There is an array of things to see and do throughout the whole of Spain. It’s most certainly a country you can keep coming back to in order to experience each region’s unique charm. We have split the country into regions so you can choose which one you’d prefer to visit or combine on a tailor-made itinerary.
People have travelled from far and wide to this far corner of the country since the ninth century to reach the medieval city of Santiago de Compostela, the end of the road for pilgrims following the Camino de Santiago. The cathedral here, a magnificent Romanesque structure with gothic and baroque flourishes, houses the relics of St James the Apostle and is Europe’s second most important religious shrine. The town itself has a remarkable old town which has been designated a Unesco world heritage site.
Galicia also has an unspoilt coastline of rocky cliffs, wild beaches, capes and deep inlets, called ‘rias’, where a strong fishing industry has grown up. Important towns include Vigo, the largest town in Galicia and the most important fishing port in the country, and La Coruna. Both cities offer a mix of history, beaches and a taste of modern, cosmopolitan life, not to mention delicious Galician seafood.

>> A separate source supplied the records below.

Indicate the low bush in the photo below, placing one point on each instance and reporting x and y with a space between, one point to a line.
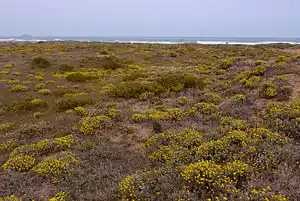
57 166
45 91
18 88
20 163
79 77
71 101
28 104
88 125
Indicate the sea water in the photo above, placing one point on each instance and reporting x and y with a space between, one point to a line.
164 40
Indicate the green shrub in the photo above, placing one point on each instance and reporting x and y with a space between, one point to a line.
239 99
57 166
18 88
45 91
66 68
79 77
62 92
19 163
281 59
88 125
112 62
258 62
28 104
71 101
40 62
80 111
227 63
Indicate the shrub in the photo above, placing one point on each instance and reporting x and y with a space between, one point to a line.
79 77
253 82
40 62
212 97
39 78
171 147
61 196
45 91
66 68
210 176
8 145
8 65
19 163
258 62
34 129
18 88
56 166
139 117
226 63
112 62
134 89
281 59
81 111
62 92
5 127
239 99
178 81
39 86
88 125
28 104
70 101
209 111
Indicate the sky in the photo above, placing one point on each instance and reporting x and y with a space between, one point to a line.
152 18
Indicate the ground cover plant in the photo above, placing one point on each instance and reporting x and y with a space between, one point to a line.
111 121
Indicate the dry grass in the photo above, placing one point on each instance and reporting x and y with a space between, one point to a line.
153 122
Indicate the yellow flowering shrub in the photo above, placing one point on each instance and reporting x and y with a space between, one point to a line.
61 196
18 88
209 111
167 114
8 145
139 117
6 127
88 125
39 86
56 165
211 176
45 91
10 198
212 98
81 111
19 163
239 99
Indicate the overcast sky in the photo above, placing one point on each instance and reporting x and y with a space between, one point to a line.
200 18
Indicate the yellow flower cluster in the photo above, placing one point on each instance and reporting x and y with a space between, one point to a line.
18 88
19 163
45 91
6 126
10 198
81 111
90 124
209 175
8 145
61 196
208 110
56 165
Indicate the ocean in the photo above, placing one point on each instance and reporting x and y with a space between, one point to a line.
164 40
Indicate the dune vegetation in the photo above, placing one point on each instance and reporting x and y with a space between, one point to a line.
138 122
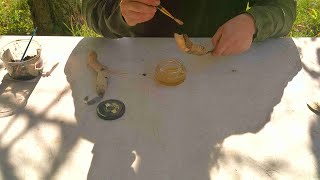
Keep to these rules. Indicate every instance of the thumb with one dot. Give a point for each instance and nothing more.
(216, 37)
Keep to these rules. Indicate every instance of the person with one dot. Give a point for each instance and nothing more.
(233, 24)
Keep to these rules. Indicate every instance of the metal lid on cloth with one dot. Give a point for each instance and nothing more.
(110, 109)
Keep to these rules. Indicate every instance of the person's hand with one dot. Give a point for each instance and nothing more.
(138, 11)
(235, 36)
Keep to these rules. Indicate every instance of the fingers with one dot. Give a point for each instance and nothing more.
(138, 11)
(137, 17)
(220, 44)
(216, 37)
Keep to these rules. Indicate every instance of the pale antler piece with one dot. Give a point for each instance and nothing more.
(186, 45)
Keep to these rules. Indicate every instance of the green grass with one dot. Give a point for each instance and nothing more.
(307, 23)
(15, 17)
(16, 20)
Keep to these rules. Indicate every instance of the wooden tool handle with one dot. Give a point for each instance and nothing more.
(94, 63)
(102, 74)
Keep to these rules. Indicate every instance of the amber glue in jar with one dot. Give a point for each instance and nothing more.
(170, 72)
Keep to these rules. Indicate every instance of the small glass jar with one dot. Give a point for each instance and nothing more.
(170, 72)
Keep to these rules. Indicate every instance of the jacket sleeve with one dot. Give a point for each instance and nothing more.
(104, 17)
(273, 18)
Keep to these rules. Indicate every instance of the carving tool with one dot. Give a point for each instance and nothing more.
(167, 13)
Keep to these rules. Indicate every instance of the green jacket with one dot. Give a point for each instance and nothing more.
(273, 18)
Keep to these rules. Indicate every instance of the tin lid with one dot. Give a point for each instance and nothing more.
(110, 109)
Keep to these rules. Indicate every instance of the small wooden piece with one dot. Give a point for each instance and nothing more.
(102, 73)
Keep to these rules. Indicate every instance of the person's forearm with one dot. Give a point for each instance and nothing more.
(273, 18)
(104, 17)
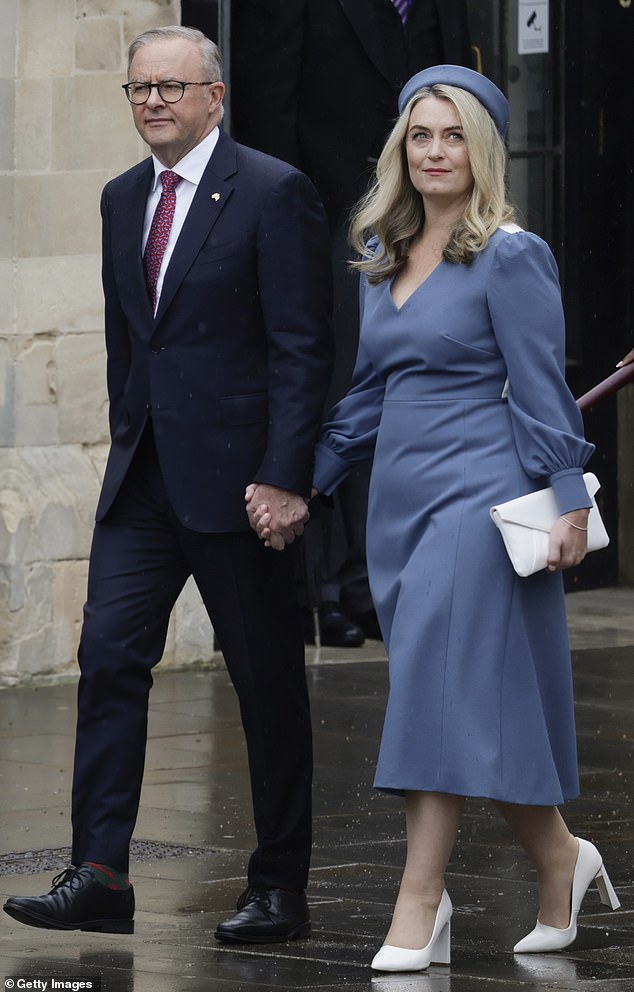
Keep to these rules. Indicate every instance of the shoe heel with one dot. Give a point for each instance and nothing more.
(441, 950)
(606, 890)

Basque Country, Navarre & La Rioja
Situated at the foot of the western Pyrenees and on coast of the Bay of Biscay, the Basque country’s deep sea fishing remains a strong industry in the area and plays a large part in the superb local cuisine. If you like your food, make sure to visit San Sebastian and take a gastronomic tour of its numerous tapas bars. Bilbao, the largest Basque city offers a range of cultural and historical attractions, such as the Guggenheim Museum – the building itself is an exceptional piece of architecture.
The capital of Navarre, Pamplona, is home to the bull-running fiesta that takes place each year. South of Navarre is the small region of La Rioja, known for its vineyards that produce many of Spain’s finest wines.
Madrid and surrounds
As the country’s capital, Madrid stands as one of the most culturally rich on the continent. The city is split into two main area, offering a contrast of old and new: old Madrid, largely dominated by the royal palace, an impressive structure used by the royal family until 1931; and Bourbon Madrid, located on the eastern side of the city, known as Prado, and host to the Museo del Prado, one of the world’s greatest art galleries with staggering works by Velasquez, Goya, El Greco and Picasso.
Madrid is the perfect short break destination: internationally renowned art galleries and museums, a royal palace, fine restaurants, shopping in El Rastro flea market, and leisurely strolls in the Parque del Buen Retiro will keep all interests amused. There are also a number of day trips that can be taken from Madrid, including the medieval city of Toledo, the Roman city of Segovia with its impressive aqueduct, and the majestic palace and monastery of El Escorial.
If any region could be said to represent Spain, Andalucia would be it. Fiery flamenco dancing, bull fighting and beautifully dressed matadors, patios filled with the smell of flowers and the heady flavours of sherry all match the popular image of the intense Spanish character.
Exquisite Moorish-influenced architecture can be seen in the cities: in Cordoba visit the Mezquita, a mosque now converted into a church; in Granada the Alhambra, a huge complex of palaces and gardens, dominates the town; and in Seville admire the intricate designs of the Giralda bell tower, formerly a minaret, by the cathedral.